Je déteste cette maxime. Est-ce que, sous ce prétexte d’honorer un proverbe vieux comme le monde, il faudrait ne pas être bienveillant avec ceux qu’on aime ? Vous savez, je crois qu’il ne se passe pas une seule journée sans que j’entende, pas forcément à mon égard d’ailleurs, mais autour de moi, des petites piques lancées, suivies de ce fameux « oh, ça va, qui aime bien châtie bien, hein. »
Ce sont des petites phrases, lancées sans l’intention de blesser je crois. Elles pourraient effleurer ceux qui ont appris à pas trop y faire attention, ceux qui ont un peu confiance en eux et ceux qui ont sans doute assez de recul pour ne pas tout prendre trop à cœur.

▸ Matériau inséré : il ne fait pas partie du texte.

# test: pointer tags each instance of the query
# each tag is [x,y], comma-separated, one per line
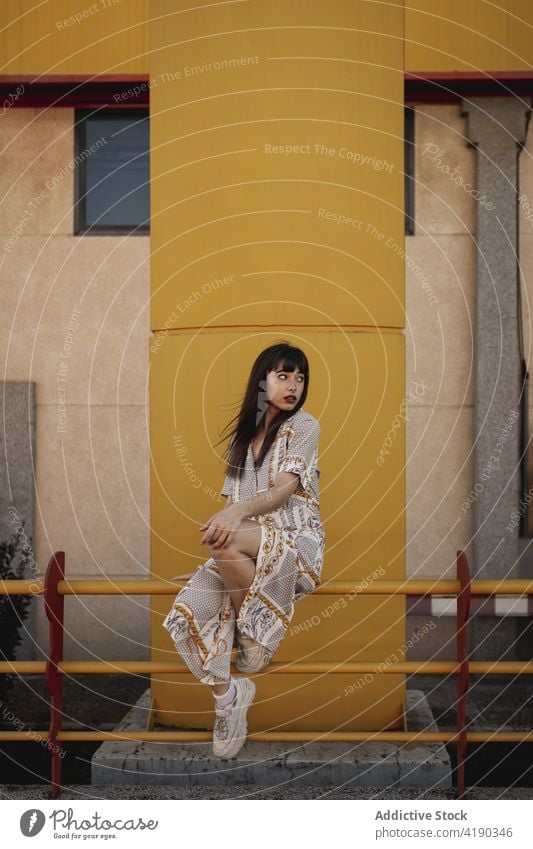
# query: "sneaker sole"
[247,694]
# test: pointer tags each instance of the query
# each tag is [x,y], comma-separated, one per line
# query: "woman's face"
[284,388]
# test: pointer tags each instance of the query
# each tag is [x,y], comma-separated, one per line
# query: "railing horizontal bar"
[281,736]
[153,587]
[435,667]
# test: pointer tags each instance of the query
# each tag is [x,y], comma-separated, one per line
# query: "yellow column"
[277,213]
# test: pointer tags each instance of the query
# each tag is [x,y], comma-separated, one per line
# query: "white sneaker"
[229,730]
[251,656]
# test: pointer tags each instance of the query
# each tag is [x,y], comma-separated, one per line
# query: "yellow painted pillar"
[277,213]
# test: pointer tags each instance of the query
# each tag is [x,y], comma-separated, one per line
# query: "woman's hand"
[220,528]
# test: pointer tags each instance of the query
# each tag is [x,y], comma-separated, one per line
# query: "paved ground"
[101,701]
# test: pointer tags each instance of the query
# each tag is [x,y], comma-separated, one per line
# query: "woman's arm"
[271,499]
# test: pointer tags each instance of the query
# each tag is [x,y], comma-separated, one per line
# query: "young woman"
[266,545]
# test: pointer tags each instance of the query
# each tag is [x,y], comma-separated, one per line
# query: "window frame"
[81,228]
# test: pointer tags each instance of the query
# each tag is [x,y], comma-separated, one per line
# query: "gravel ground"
[245,791]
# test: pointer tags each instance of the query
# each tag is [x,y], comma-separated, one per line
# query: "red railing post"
[54,604]
[463,611]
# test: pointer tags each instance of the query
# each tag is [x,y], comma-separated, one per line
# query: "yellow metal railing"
[55,587]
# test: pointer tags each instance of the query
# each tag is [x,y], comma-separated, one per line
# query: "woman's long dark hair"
[282,356]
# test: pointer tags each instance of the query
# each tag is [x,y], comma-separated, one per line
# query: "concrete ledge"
[272,764]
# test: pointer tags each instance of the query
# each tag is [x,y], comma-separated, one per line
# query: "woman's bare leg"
[236,564]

Pour les autres, pour les personnes un peu trop sensibles et un petit fragile là, juste là où la confiance en soi s’installe, elles détruisent tout.
Ce sont des petites phrases jetées entre deux autres, sans même qu’elles ne soient trop réfléchies, trop pensées, trop calculées, qu’on peut facilement rattraper de manière humoristique, allez quoi, rigole un peu, quand on se moque de toi. Des simples mots, coincés entre d’autres, qui ne devraient pas faire si mal et qui ne devraient pas donner en permanence l’envie d’aller laisser couler des larmes un peu plus loin, qui ne devraient pas tout remettre en question, ce sont des blagues, allez, rigole un peu quand on se moque de toi, tu sais, qui aime bien châtie bien.

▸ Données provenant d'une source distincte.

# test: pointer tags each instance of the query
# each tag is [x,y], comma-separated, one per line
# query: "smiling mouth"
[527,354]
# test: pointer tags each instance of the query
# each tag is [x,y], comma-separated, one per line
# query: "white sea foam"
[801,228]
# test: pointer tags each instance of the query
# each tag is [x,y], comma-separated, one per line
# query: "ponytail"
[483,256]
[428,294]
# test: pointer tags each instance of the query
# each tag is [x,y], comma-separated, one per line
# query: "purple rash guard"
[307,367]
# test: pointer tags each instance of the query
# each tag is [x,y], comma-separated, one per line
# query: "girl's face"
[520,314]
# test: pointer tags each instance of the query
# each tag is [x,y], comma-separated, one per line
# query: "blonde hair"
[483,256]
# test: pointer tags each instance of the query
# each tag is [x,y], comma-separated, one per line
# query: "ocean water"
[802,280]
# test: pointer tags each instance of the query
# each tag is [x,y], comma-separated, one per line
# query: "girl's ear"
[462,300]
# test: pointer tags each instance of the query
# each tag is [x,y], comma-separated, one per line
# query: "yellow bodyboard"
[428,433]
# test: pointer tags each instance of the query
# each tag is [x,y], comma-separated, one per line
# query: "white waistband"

Ce sont des phrases parfois moqueuses, parfois douteuses, souvent les mêmes remarques, qui remettent en question vos idées, vos arguments, vos convictions. Des conclusions tirées un peu vite, qui, misent bout à bout, font poser beaucoup de questions, comme si on en avait pas déjà assez en tête, des questions, des doutes et des peurs.
J’ai beaucoup d’humour, j’ai beaucoup d’auto-dérision, je suis la première à dire que mes fesses sont un peu trop comme ci et pas assez comme ça, que mes cheveux font n’importe quoi, que parfois je m’emporte, que souvent je suis excentrique et dans mon monde, que mes convictions sont souvent trop, ou qu’elles sont pas assez, que je devrais prendre du recul, lâcher du lest. Mais quand on est hypersensible, l’humour, il s’arrête net sur une ligne difficilement matérialisable, qui, une fois franchie, rend tous les petits mots piquants comme des aiguilles qui font mal et qui restent là, pendant longtemps. Qui aime bien, châtie bien, ça suffit pas à faire oublier.
Toutes ces petites phrases assassines que vous dites, que je dis, qu’on dit tous de l’autre, en pensant faire rire, sans mauvaise arrière pensée, sans mauvais fond et sans plus grande portée que la table du repas, que le face à face, que le cercle de chaises de l’apéro, parce que de toutes façons, on aura pris soin, bien avant, de se protéger du sceau de la méchanceté, qui aime bien châtie bien, ça devrait pourtant pas tout excuser. Sous ce proverbe, on cache bien trop de ces petites phrases qui, sans qu’on ne s’en rende compte, font voler en petits éclats chaque jour un peu plus les bouts de confiance en soi qu’on s’était forgé, quand ça allait mieux.
Mais qu’importe, hein, puisqu’on t’aime bien.